Auch neue digitale Spaltungen können durch die Analyse und Entscheidungsverlagerung auf soziotechnische Systeme hervortreten. Ein Beispiel wiederum aus dem Straßenverkehr kann dies illustrieren: „In Boston, USA, hilft eine App dabei, die Qualität der Straßen zu verbessern. Sie nutzt die Beschleunigungssensoren, die es in jedem Smartphone gibt, und zeichnet bei Fahrten durch die Stadt automatisch jedes Schlagloch auf. Tausende Schlaglöcher wurden schon per App gemeldet und zeitnah ausgebessert. […] Was nach bürgernaher Verwaltung klingt, hatte anfangs einen großen Haken, so John Podesta, Berater von US-Präsident Barack Obama, […]. Die meisten Schlaglöcher seien nämlich in besseren Wohngegenden gemeldet worden – nicht weil die Straßen dort besonders schlecht gewesen seien, sondern weil sich Einkommensschwache oft kein teures Smartphone leisten könnten.“ (19)
Big Data Gesellschaft
Am Beispiel und mithilfe der Metaphorik des Autofahrens konnten einige Folgen des gegenwärtigen gesellschaftlichen Mediatisierungs- und Informatisierungstrends skizziert werden. Das Zusammenspiel von Cloud Computing, mobilen Diensten, Sozialen Netzwerken, „Internet der Dinge“ und „Big Data“ bringt ein gesellschaftliches und kommunikatives Umfeld hervor, in dem das Individuum, seine Souveränität und seine Handlungskompetenz neu verortet und gesellschaftliche Steuerungsoptionen reflektiert werden müssen.

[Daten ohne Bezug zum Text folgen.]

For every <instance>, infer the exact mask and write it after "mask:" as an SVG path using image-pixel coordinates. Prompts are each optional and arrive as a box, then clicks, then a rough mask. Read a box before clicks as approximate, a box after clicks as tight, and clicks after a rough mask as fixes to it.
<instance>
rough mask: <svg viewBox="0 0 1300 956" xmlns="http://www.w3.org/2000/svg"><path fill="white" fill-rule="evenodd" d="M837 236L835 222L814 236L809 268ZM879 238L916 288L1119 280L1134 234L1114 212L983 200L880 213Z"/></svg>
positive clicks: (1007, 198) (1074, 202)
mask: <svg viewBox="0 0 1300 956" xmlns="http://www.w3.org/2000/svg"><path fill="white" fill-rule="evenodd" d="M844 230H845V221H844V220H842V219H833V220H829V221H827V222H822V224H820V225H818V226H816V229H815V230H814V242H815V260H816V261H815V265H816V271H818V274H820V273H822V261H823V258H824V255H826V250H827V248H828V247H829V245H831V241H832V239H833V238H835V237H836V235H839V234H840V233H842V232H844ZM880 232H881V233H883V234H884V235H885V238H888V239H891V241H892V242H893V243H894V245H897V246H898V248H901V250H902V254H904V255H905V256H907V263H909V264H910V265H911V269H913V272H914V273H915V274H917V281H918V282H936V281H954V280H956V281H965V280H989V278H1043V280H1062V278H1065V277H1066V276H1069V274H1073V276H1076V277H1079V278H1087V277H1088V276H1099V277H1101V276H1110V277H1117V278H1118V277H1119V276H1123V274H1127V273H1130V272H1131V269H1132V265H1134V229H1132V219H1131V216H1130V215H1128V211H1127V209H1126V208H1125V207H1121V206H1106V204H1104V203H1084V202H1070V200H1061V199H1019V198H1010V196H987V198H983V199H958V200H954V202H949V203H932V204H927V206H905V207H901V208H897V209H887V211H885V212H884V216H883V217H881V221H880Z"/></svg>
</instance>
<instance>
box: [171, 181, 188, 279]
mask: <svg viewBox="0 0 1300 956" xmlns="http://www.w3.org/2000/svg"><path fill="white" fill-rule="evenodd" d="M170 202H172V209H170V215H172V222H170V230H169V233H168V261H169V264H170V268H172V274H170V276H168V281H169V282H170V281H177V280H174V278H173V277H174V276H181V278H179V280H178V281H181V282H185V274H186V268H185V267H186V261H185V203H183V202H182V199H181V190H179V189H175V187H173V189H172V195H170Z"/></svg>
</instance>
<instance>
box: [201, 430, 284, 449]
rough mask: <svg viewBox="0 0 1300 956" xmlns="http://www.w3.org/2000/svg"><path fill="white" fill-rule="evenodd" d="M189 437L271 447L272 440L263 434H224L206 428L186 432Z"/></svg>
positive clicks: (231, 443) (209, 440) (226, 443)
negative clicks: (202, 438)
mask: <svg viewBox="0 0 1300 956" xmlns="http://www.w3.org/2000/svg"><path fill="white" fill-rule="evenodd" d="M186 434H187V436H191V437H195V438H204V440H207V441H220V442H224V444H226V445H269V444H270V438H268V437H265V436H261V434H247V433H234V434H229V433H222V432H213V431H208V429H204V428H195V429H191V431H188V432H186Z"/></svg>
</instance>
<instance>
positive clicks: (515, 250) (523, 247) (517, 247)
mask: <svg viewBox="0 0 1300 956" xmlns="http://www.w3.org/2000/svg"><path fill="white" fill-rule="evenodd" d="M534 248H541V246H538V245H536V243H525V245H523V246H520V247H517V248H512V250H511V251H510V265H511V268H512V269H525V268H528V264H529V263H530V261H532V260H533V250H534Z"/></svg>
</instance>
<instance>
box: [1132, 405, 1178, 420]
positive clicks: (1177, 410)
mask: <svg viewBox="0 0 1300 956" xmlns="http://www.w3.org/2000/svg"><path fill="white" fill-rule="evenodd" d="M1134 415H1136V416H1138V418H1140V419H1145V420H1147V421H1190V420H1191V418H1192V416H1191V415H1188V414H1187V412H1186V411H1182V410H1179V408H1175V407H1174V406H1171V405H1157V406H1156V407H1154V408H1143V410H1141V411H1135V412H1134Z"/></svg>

Während das klassische Internet die Personen, Dienste und Computer miteinander vernetzt, weitet das seit einigen Jahren von Industrie und Wirtschaftspolitik geförderte „Internet der Dinge“ diese Vernetzung auf prinzipiell alle Objekte des Alltags aus. Die damit verbundene zunehmende Verbreitung von Funktechniken, intelligenten Produkten und softwarebasierten Geschäftsmodellen tragen dazu bei, dass sich der verfügbare Datenbestand zukünftig alle zwei Jahre verdoppeln wird. Mit der steigenden „Intelligenz“ der Objekte durch die Integration von Prozessoren und Sensoren werden diese „umgebungsintelligent“ („ambient intelligence“) und können (teil-)autonom handeln. Diese vernetzten Objekte passen sich an, treffen Entscheidungen und können Entwicklungen voraussehen. Aus der Beobachterperspektive ist ein zunehmend intelligentes Handeln von Maschinen (Stichwort „Turing Test“) festzustellen. Durch die wachsende Leistungsfähigkeit von Prozessoren und Programmiertechniken erschließen künstliche Intelligenzen immer alltäglichere Intelligenzdomänen: So hat im Jahr 2011 der IBM Computer „Watson“ die langjährigen menschlichen Champions in einer Fernsehquizshow in natürlicher Sprache und Schrift in allgemeinen Wissensfragen besiegt. Das System „Watson“ kommt nun in unterschiedlichen Anwendungsfeldern, beispielsweise im Gesundheitswesen, zum Einsatz.
Kognitive Systeme und Agents werden sich verstärkt in menschliche und alltägliche Entscheidungsprozesse einbringen und quasi-intelligente Leistungen erbringen.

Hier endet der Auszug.